Here you can also include any details of voluntary work, as well as temporary positions. If you are writing a CV for the first time and do not have any experience, voluntary work is a great place to start. Employers ultimately love to see something rather than nothing, so consider your options.
Online volunteering is available to those who cannot get full-time positions, or you may want to consider freelancing. When writing your career history, start with your most recent job first and work backwards.
If you have any gaps in your employment, explain them at the end. Having a lot of career history is good, but you should forgo including anything too irrelevant. For example, the three weeks you spent washing pots at your local pub when you were 14.
Include your qualifications, starting from your highest attainment to your most basic achievements. For example, this could begin with a postgraduate degree and end at your GCSEs. Don’t have any qualifications?
Try not to panic, it’s hardly the end of the world. However, you do need to begin working towards achieving some.

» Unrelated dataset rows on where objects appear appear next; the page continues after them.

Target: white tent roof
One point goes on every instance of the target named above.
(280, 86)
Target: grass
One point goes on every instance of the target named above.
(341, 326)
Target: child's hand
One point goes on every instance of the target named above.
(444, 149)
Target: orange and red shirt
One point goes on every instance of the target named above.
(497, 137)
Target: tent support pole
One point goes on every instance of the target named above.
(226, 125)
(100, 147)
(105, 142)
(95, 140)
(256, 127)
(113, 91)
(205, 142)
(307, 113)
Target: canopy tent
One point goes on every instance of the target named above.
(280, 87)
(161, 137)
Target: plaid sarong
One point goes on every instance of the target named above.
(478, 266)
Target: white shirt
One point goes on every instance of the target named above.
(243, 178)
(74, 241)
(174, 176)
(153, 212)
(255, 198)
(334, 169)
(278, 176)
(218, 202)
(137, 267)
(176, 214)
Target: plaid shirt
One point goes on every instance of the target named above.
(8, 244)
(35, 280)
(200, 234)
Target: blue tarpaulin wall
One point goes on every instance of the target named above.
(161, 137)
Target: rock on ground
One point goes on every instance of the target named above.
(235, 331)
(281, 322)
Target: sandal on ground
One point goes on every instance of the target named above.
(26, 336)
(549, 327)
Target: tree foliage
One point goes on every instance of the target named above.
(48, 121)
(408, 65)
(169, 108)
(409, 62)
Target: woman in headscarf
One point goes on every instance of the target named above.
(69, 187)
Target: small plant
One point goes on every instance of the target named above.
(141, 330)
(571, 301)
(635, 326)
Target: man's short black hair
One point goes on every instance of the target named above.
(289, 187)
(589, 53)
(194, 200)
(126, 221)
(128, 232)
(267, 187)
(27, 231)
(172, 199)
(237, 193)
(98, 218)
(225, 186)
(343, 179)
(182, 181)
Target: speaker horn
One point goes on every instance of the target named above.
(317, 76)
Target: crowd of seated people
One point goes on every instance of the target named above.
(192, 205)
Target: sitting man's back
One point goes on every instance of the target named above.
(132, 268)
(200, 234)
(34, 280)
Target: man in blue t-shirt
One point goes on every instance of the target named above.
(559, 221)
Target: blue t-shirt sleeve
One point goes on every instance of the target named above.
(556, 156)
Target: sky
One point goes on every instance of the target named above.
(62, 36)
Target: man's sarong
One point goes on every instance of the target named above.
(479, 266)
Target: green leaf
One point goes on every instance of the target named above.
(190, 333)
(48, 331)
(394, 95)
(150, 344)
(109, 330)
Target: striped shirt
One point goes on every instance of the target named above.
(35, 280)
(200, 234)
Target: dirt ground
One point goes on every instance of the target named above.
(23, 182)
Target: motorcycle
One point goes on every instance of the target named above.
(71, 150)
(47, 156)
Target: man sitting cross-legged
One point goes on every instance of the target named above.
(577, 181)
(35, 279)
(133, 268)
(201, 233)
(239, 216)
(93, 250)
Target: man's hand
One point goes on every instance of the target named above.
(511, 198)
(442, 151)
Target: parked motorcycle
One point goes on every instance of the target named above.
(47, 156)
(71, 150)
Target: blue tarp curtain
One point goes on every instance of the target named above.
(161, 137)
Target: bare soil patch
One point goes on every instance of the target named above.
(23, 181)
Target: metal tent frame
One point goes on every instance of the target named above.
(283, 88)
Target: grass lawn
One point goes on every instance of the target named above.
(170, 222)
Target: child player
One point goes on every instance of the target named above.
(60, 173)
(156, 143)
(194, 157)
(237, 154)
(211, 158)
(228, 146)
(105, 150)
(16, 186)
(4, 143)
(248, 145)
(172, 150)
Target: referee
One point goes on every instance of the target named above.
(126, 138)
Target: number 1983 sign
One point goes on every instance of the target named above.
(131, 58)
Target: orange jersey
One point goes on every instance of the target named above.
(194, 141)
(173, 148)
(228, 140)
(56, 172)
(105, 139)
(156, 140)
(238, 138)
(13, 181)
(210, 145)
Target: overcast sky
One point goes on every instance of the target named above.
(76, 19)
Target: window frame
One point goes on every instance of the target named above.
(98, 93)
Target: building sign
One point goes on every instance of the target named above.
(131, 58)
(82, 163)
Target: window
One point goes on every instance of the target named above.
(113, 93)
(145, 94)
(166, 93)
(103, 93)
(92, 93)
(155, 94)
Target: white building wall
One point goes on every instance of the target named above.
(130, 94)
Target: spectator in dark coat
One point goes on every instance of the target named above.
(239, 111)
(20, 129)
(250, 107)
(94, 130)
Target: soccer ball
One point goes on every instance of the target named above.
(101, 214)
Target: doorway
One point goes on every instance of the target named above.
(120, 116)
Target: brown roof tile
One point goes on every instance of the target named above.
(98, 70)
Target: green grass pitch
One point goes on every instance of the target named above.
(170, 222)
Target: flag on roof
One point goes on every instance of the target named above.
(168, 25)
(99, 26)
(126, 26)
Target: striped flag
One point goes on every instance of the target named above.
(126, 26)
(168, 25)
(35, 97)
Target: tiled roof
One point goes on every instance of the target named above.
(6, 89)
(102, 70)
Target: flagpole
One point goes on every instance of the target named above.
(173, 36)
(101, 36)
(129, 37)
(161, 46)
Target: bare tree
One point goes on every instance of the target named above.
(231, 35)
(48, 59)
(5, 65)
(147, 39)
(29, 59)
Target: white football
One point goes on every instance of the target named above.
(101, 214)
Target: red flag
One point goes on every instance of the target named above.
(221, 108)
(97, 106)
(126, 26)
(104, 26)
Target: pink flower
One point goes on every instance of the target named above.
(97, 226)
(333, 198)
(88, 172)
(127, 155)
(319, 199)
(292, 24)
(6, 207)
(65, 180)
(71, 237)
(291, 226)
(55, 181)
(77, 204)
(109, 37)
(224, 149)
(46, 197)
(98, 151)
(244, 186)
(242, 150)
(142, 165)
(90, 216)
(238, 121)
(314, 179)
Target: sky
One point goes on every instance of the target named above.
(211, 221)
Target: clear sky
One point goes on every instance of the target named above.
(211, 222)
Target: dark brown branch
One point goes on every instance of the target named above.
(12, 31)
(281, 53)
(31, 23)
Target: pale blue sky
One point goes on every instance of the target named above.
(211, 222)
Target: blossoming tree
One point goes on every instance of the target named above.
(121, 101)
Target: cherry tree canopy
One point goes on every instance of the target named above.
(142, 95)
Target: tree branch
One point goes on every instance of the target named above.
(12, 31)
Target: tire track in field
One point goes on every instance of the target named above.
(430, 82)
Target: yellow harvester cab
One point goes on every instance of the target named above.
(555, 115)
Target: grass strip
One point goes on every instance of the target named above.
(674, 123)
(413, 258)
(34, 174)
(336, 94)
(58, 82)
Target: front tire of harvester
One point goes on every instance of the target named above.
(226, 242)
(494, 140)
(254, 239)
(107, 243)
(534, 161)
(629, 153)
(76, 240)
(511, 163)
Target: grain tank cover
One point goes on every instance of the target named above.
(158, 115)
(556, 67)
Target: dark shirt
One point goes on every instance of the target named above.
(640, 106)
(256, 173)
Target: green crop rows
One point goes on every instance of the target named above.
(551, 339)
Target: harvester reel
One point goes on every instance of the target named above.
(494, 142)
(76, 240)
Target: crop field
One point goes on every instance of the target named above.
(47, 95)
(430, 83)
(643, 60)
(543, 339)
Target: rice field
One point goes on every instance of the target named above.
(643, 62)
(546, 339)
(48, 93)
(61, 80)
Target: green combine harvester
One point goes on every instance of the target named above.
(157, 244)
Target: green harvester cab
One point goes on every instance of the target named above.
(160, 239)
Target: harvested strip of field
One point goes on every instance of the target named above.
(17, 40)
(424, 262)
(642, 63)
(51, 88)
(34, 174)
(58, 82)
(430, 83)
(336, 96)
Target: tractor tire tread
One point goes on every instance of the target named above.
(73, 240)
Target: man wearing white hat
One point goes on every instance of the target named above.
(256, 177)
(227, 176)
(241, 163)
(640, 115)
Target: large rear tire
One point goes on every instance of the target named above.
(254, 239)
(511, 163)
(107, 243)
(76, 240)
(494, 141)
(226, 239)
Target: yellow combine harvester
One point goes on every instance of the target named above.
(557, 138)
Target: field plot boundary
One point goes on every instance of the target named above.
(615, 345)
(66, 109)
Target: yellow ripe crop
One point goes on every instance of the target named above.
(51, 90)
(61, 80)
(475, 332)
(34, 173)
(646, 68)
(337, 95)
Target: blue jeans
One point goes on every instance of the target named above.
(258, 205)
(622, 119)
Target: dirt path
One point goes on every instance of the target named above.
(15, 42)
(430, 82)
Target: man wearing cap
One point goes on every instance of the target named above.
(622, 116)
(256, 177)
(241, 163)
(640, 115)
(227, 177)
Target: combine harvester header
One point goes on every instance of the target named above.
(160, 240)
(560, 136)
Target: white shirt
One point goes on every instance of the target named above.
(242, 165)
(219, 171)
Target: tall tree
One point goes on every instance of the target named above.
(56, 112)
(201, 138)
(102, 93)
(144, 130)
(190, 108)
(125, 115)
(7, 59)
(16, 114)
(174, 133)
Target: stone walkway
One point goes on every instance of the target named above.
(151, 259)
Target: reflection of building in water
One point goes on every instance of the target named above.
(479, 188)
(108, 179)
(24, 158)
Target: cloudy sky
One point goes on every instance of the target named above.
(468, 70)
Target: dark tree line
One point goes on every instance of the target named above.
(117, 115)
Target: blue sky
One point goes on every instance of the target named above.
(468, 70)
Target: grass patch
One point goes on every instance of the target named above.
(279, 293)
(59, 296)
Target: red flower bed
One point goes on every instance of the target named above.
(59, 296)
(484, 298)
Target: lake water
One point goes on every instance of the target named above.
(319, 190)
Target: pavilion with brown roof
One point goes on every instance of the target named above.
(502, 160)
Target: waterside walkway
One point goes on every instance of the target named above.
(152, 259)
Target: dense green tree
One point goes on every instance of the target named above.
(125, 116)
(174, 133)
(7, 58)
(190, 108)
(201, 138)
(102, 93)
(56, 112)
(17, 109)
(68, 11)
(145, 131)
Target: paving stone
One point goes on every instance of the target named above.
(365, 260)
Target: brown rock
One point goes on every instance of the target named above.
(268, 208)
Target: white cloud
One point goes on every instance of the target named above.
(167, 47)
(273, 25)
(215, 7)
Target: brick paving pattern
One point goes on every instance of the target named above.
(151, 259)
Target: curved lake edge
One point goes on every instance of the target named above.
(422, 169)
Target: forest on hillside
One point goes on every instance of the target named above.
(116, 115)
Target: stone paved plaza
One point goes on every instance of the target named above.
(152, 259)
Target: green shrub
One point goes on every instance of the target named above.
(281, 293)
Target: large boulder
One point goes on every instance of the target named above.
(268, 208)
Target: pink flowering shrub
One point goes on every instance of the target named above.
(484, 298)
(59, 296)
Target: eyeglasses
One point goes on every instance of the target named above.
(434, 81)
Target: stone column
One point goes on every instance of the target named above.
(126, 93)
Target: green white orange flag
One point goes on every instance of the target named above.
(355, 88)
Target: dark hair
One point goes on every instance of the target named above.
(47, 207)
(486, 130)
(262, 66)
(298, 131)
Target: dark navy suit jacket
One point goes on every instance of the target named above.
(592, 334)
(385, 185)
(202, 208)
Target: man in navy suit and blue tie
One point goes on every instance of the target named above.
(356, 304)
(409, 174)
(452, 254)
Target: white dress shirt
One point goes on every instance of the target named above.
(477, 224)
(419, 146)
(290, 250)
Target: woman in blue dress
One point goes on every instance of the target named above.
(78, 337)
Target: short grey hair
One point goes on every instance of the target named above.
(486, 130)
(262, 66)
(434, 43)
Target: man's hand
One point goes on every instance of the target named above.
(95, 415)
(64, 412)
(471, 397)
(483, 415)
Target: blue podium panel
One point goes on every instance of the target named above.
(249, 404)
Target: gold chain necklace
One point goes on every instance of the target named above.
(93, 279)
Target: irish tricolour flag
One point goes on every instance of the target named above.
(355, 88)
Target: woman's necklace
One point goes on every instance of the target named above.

It is possible to take free skills courses online via Vision2Learn, Barclays, Alison, and even the BBC. You may also find that your local college offers courses, with funding.
Qualifications and career experience tell employers what you have done. They don’t, however, tell them how you are suitable for the job you want them to hire you for. This is where your personal profile comes in. It can include your personal achievements, such as awards you have achieved and publications that have printed your work. It can also include how your skills are well matched to the job.
Don’t worry if you do not have anything ‘official’ for this space; you can tailor your not-so-obvious skills easily. For example, communication, being able to lead, liaising with individuals from all backgrounds, IT…all of these skills don’t have to come with qualifications.
Finally, include something about your character and hobbies. Writing a CV is a careful process. As well as including the above sections, make sure you check it for correct spelling, punctuation, and grammar. With the right approach, you can make sure your CV impresses your future employer and lands you that job.